Conclusion: Long live the Queen and her kingdom.
This episode had an interesting theme running through it, a theme of Queens and women of note in royalty or leadership. The only woman in that position not addressed in this episode was Lagertha (Kathryn Winnick) and I deeply missed her presence. Still, it was interesting getting a glimpse of the highlighted women in power, all captives in some way. The Queen Kwenthrith quite literally was held captive in a tower. Judith and Princess Gisla are both held captive by a marriage they did not desire. Helga is held captive by her circumstances in life and association to man that is now shunned amongst her people. Finally, Queen Aslaug enjoys her high status and role as a ruler in Kattegat but lately her wishes seem to lean more towards a solo rulership or at the very least, lifting up her sons to the seat of king.
The colliding plots were a little hard to follow in this one. In a way, not much was going on in each storyline addressed, yet there was a ton of things happening upon the screen. For me, there was a little too much filler in the chase scenes, battle scenes, and the odd scenes of Bjorn wandering the wilderness. Not much information was given in this one to further the plot and if there were not a few major points such as Floki’s daughter dying and Floki escaping and being recaptured, the entire thing could have been glossed over without having to show any of it. Still, the editing and directing was beautiful and the camerawork and locations shot were beautiful as usual. This episode was more a focal point for cinematography rather than for the script or plot.
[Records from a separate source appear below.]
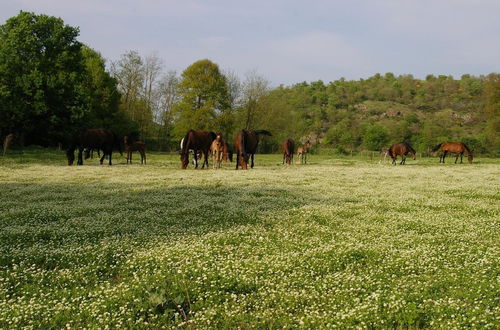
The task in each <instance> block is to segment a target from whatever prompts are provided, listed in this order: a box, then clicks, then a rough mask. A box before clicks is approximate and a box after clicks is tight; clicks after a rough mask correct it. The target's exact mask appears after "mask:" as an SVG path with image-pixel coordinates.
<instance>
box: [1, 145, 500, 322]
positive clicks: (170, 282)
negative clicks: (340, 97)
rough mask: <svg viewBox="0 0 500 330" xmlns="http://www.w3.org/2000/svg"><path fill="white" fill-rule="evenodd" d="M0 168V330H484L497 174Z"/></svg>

Hopefully, next episode will give us more a storyline rather than a romp in the woods and a drawn out battle. For me, I’m hoping to see more of Rollo and his humorous attempts in becoming a true Parisian noble. Also, I’m eager to catch up on Lagertha and how she is fairing with her new shared lands and power.
Questions, Comments & Concerns
- How will Helga survive on her after the death of her daughter and the punishment of her husband, Floki?
- Will Queen Aslaug take her low-key plotting of taking over the kingdom into high-key plotting?
- Will Princess Judith take another monk as a lover, even without knowing that Athelstan is dead?
- Will Rollo ever realize that most of the citizens of Frankia are using him and once his knowledge is imparted on how to defend themselves against his people, that he will be useless and disposable?
- How does Count Odo manage to continue to be so freaking creepy???
- Will Bjorn manage to keep his wits and his life in the bitter cold of the wilderness?